Bionics might feel like something we saw in the 6 Million Dollar Man or Robocop, but as we’ve written about previously in Good Futures, human augmentation is science fact, not science fiction. From exoskeletons designed to assist with lifting and moving heavy objects, to bionic eyes to help people see, and implants to help people hear. Human augmentation could help us all live independently, longer. But what happens when the technology you’re ‘wearing’ suddenly stops being supported by the manufacturer?

Transhumanism is one approach to ‘immortality’ that removes the biological problem from the equation. A world where the bridge between human brain and silicone disappears. Combine transhumanism with the singularity (where AIs surpass humans) and you reach a point where either humans are redundant or we all become robots. I mean, that’s one way to live forever.

So What?

Stepping back from the existential precipice, living even a few years longer brings both amazing potential and some tough decisions. It’s about unlocking the power of data to help us navigate these futures.

1. INNOVATE - AI TO TRIAGE

Babylon Health has been using AI chatbots to triage patients since 2018, claiming it can appropriately triage patients in 85 percent of cases. Is this Ok? Is a chatbot run by Runaway HelplineTargeted at those aged between 13 and 18 looking for support or feeling pressured or confused, the chatbot asks some simple questions before offering useful information or connecting the young person to a real person for a chat conversation. How could AI help triage enquiries or prioritise those most in need?

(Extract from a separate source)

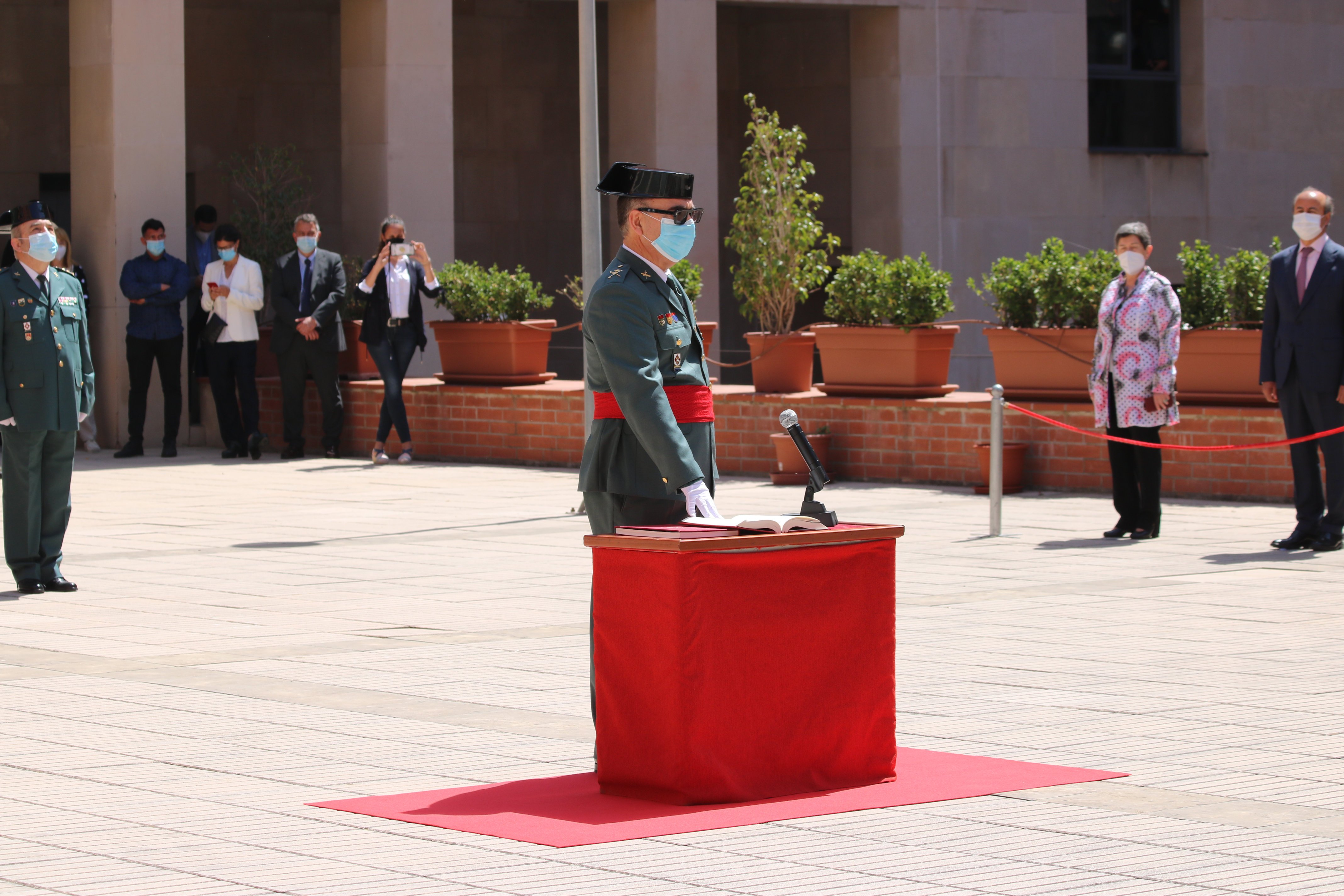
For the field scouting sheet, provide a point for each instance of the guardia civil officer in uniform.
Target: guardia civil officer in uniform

2. UP-SKILL - IMMERSIVE TRAINING

The Trevor Project uses AI to help train its counsellors, long before they get put in front of at-risk teens. Training delivered through VR can help students test and learn in an immersive environment. How and where could you up-skill your teams and give them hands-on experience, with limited real-world risk?

3. ANALYSE - UNLOCKING DATA TO PREDICT & UNDERSTAND

AI and machine learning are already being used to predict natural disasters like earthquakes. The WHO is starting to explore the opportunity to use health data to predict future pandemics. AI has long been used in logistics and travel to help optimise process flows. The most powerful asset you hold is your data. Are you leveraging its potential to the fullest extent?